Statistics. The GraphPad Prism 7.0 (GraphPad Software) was used to analyze the data. The data are presented as the mean ± SD. Statistical analyses were conducted using a 2-tailed Student’s t test, χ² test, and 1-way ANOVA. Survival curves were estimated using the Kaplan-Meier method and compared using the log-rank test. A P value of less than 0.05 was considered statistically significant.

Study approval. All mouse experiments were performed in accordance with protocols approved by the IACUCs at UCSF (protocol no. AN185770) and the University of Hawaii Cancer Center.

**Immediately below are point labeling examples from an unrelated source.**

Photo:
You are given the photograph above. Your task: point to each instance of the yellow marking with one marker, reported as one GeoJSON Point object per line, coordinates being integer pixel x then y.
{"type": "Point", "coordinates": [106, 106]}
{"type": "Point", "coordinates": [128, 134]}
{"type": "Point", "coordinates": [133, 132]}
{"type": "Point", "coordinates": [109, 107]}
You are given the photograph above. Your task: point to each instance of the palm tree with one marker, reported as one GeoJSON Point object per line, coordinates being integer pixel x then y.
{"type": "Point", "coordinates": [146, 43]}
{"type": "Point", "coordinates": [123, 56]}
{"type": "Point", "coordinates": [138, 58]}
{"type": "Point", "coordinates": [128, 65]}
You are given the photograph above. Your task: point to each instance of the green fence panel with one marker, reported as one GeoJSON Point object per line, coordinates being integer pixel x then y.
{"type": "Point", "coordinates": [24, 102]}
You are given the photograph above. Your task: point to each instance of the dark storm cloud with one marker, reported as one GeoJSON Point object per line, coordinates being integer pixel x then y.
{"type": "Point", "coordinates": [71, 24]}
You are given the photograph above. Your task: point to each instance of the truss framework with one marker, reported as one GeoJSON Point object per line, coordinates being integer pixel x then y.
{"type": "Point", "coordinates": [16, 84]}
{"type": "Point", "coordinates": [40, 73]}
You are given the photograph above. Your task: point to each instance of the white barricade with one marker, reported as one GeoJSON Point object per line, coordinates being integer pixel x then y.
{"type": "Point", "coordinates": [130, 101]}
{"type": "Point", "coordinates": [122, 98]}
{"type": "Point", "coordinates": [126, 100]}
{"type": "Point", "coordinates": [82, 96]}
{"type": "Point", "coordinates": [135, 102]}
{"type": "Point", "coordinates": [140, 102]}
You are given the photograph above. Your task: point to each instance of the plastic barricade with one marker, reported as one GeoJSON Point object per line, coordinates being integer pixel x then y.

Data availability. The RNA-Seq data for this study were deposited in the Gene Expression Omnibus (GEO) database (GSE275889, GSE276215). All datasets generated and analyzed for the current study are available from the corresponding author upon reasonable request, and values underlying the data presented in each graph and as means are provided in the Supporting Data Value files.